Rathgar can roleplay a united nation all it wants, even though it wasn't supposed to be one, but they can't get mad when there is push back to that. Sure they can demand that they get to roleplay their super nation until every other player in the game quits. But since Tom is trying to make a living, or part of one, on these games, do they really think he can allow that?
I know it seems like there are easy solutions to this stuff but there aren't. That's what all my references to other games are. Hundreds, if you count each universe or reset, of examples of what happens when one group gets to strong. Everyone else leaves. I've had fun roleplaying a leader on a weak side and drumming up support, both inside and out of game. But when it gets to the point where it is in MaF that's not roleplaying the underdog. That's roleplaying the person who already lost. No one has any long term desire to do that.
Rathgar, or a clan in Rathgar, started the war. Then when the enemy started to overcome said clan the entirety of Rathgar came in and stomped it. So aggressive Rathgar clans have no risk in aggressing other player states, because if they start to lose Rathgar lands they can bring down the hammer.

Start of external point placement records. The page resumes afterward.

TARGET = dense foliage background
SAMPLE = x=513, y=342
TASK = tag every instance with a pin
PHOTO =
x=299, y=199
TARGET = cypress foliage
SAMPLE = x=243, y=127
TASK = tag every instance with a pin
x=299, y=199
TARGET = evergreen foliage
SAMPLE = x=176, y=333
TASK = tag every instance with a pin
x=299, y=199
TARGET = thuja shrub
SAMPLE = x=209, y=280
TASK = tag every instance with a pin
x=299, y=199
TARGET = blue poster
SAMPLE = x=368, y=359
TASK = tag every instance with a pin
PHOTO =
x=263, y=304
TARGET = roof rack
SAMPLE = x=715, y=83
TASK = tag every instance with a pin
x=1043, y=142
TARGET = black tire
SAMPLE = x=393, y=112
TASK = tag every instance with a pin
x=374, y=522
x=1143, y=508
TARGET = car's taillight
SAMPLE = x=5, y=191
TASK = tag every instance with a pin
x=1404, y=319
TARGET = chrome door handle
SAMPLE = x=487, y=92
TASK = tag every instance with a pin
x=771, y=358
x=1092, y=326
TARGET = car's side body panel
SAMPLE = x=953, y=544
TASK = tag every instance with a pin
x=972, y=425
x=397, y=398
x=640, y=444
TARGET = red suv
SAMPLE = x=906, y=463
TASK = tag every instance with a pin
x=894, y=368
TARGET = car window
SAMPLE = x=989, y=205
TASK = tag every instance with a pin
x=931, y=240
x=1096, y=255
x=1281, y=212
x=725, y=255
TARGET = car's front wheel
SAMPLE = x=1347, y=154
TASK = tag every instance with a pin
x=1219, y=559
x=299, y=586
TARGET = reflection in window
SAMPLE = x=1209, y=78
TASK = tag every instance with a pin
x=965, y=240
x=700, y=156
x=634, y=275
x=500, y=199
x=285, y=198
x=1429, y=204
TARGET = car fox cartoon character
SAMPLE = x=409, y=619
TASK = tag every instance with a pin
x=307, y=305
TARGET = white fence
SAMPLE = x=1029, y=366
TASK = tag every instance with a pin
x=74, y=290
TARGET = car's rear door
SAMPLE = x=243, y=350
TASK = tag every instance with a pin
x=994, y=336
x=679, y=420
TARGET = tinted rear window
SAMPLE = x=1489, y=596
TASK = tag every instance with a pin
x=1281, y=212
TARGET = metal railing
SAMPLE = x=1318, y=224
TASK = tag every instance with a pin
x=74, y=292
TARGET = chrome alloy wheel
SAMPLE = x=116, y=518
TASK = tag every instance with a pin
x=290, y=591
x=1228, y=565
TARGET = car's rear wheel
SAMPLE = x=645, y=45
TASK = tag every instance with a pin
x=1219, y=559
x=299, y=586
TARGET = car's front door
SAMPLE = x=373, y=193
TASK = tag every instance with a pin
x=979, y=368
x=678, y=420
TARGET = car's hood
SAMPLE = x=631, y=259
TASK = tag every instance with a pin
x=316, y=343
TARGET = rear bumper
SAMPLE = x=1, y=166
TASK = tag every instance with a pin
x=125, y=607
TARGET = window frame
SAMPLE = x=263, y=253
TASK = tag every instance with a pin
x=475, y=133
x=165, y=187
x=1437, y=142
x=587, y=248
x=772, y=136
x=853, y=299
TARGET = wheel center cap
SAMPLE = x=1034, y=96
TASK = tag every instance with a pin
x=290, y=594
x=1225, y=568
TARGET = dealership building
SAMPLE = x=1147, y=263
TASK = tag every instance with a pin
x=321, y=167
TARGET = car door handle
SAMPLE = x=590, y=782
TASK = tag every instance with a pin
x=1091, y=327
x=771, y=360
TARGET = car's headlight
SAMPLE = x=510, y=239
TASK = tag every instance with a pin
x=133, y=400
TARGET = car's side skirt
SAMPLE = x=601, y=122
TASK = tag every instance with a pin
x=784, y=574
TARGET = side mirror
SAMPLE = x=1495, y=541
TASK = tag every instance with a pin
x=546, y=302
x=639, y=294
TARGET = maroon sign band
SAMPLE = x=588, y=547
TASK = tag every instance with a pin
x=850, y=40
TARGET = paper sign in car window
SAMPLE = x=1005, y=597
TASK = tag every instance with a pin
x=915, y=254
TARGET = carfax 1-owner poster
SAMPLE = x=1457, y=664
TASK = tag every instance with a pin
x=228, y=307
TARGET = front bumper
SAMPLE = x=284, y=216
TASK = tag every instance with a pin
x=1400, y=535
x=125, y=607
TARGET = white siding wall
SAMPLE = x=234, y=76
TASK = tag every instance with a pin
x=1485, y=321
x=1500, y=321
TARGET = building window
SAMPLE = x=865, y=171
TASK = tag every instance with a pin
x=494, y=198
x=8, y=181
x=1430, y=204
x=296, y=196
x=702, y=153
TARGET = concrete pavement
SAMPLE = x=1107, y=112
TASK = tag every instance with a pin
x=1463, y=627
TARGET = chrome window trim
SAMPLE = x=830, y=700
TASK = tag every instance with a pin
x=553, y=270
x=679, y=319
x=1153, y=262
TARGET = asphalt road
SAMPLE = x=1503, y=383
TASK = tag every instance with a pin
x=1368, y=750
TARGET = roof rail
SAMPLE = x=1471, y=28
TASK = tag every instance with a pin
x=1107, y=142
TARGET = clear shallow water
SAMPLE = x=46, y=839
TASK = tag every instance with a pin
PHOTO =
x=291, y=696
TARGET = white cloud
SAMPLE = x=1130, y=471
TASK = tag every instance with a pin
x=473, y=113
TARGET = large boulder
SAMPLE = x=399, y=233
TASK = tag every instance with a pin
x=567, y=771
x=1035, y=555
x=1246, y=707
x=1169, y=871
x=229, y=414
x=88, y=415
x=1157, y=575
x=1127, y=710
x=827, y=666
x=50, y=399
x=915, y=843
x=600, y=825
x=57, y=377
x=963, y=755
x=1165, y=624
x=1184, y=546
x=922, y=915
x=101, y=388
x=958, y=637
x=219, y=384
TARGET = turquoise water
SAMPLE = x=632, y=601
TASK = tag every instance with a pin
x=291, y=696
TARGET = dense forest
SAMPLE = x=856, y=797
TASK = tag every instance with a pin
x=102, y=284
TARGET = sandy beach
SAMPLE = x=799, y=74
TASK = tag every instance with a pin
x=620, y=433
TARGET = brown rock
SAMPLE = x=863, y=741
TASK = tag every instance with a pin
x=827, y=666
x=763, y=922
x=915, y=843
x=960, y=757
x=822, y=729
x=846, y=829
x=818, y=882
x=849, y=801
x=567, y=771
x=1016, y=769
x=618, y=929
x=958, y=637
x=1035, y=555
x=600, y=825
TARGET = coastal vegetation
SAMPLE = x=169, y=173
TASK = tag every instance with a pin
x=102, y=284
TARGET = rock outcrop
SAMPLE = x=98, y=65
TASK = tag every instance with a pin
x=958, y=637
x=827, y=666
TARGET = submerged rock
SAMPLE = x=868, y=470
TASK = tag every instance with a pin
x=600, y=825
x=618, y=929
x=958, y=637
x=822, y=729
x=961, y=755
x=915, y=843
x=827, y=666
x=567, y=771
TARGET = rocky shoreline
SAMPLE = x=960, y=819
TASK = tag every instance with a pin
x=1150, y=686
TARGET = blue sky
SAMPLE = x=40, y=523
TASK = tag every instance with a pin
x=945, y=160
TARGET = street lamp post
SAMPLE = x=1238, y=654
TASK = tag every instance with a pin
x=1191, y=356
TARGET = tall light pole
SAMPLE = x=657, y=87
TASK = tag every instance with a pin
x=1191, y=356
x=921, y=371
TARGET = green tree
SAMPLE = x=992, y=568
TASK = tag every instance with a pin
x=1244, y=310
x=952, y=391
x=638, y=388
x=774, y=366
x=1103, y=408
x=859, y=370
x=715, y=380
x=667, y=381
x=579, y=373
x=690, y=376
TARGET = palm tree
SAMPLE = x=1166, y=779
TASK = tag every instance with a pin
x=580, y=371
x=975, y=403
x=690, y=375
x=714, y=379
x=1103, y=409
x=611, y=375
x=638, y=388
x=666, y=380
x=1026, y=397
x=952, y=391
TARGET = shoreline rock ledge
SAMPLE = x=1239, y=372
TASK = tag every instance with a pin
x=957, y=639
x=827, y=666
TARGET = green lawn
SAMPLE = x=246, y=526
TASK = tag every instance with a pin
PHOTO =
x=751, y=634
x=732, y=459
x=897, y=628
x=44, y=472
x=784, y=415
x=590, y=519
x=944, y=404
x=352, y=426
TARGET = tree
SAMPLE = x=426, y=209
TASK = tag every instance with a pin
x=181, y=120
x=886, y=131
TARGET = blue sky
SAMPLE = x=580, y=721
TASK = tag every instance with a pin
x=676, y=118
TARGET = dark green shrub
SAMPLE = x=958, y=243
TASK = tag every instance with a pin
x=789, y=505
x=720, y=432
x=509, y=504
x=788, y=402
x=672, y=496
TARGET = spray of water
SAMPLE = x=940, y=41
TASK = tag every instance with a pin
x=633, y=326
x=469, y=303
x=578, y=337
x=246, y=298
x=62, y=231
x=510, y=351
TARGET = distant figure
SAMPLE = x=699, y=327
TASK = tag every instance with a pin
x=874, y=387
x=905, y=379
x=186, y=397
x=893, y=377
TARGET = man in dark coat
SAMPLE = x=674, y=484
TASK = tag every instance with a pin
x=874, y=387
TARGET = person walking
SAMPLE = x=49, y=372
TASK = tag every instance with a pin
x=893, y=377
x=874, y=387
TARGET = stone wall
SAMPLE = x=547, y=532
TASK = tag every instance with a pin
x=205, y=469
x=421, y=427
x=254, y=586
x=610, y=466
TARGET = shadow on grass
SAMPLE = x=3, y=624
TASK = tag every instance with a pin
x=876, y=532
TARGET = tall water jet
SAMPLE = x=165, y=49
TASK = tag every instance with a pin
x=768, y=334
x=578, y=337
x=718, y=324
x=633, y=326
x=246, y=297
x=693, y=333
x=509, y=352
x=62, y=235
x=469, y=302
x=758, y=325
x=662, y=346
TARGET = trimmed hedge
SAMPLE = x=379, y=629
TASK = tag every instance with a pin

Major Rathgar players understand this problem and agree with it. Megalomaniacal Rathgar clan rulers don't give a crap. Part of the agreement for playing Might and Fealty was to not become overpowered. This is a common rule in many roleplay communities. You have to give other people a chance to be involved. Being much more gamey than is normal probably confused certain Rathgar leadership into not understanding this rule. Or perhaps Tom was unaware that most people cannot handle cooperative roleplaying very well. Its rather a niche activity. I personally am not the best at it.
If you disagree, perhaps you'd like to point out stable mmos which have resolved the problems of one side eventually becoming more powerful than everyone else. And I mean everything on the table MMOs. WoW or Planetside don't count. Also any MMO over 400000 active people in one universe doesn't count. Because that is not an option available to Tom, balancing by sheer game size.